It has attracted its fair share of criticism over the past few years, but the Millennium Dome, built originally as a temporary structure for the millennium celebrations in Greenwich, London, UK, has developed into an amazing permanent venue.

The Millennium Dome was intended initially to have a one-year lifespan, but was quickly considered for a long-term purpose and ultimately renamed The O2. Although it sat idle for six and a half years, it was given a multi-million-pounds injection by its new owners and now ranks among the world’s most exciting sports and entertainment precincts.

The O2 has an overall diameter of 365m (400 yards), an internal diameter of 320m (350 yards), a circumference of 1km (.6 mile) and is 50m (54 yards) high at its central point.

Apart from the huge music and sports arena with a seating capacity of 23,000 (which has already hosted some of the biggest rock bands from around the world), The O2 includes a massive 667,000 sq ft of restaurants, bars, retail outlets, night clubs, even a skating rink and exhibition space. There is also an 11-screen cinema complex, an indoor beach, two concert halls and an exhibition space that is currently home to Tutankhamun’s treasures - all housed under the huge tented roof.

When at full capacity, the entire building will be able to hold 60,000 patrons.

The O2’s owners, AEG Europe, claim to have alleviated the ‘50-minute queue for the loo’ by installing 548 toilets; and there lies part of the problem faced by some of the UK’s best plumbing engineers.

For the massive redevelopment, the local Greenwich Council dismissed the use of open stacks within the tented area because of perceived threats of SARS and other airborne viruses.

Enter Studor - a global manufacturer of a range of products which offer solutions for venting buildings’ drainage systems, eliminating the need for roof penetrations.

“Basically, the entire structure underwent a complete rebuild," says Studor technical manager Steven White, “and this introduced a drainage design problem. Originally it was designed as a temporary structure for the millennium celebrations, having open stacks terminating within the structure."

With the new design, there weren’t many options left to the developers but to run ventilation to the outside – which happens to be around 180m (196 yards) away – the equivalent in height of a 60-story building. With the Studor System we were able to offer a solution which avoided the need to penetrate the clean lines of the building’s exterior with vent pipes to the atmosphere, providing the sealed drainage system required.”

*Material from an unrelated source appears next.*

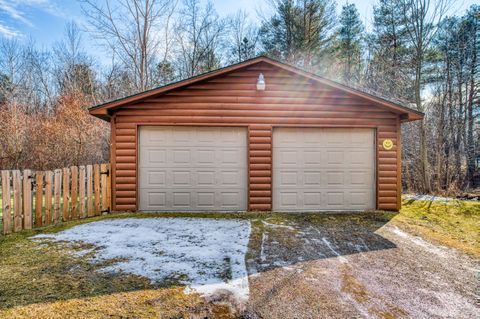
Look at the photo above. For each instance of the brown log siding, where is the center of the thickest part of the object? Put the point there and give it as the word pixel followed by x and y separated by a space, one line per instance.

Normally, vent stacks stabilize the air pressures within the soil stack to maintain it at near atmospheric pressure and help to reduce the incidence of negative and positive transient pressures which have the potential to cause induced siphonage of trap seals within the system – the only barrier between the drainage system and the living space. In extreme cases positive transient pressures can lead to trap water-seals blowing out of or bubbling within the fixture and leaking sewer gases into the building’s interior.

The solution to this has been to use AAVs (Air Admittance Valves) and P.A.P.A.s (Positive Air Pressure Attenuators). Originally developed for high-rise buildings and comprising a large bladder within a cylinder, the P.A.P.A. unit acts like a shock absorber, attenuating pressure waves and stopping them affecting the plumbing system, hence eliminating the need for vent piping and, in the case of The O2, roof penetrations.

Studor, together with the Drainage Research Group at Heriot-Watt University in Edinburgh, Scotland, led by Prof. John A. Swaffield, worked together to develop a suitable system for The O2 and to prove to building control that the system would work.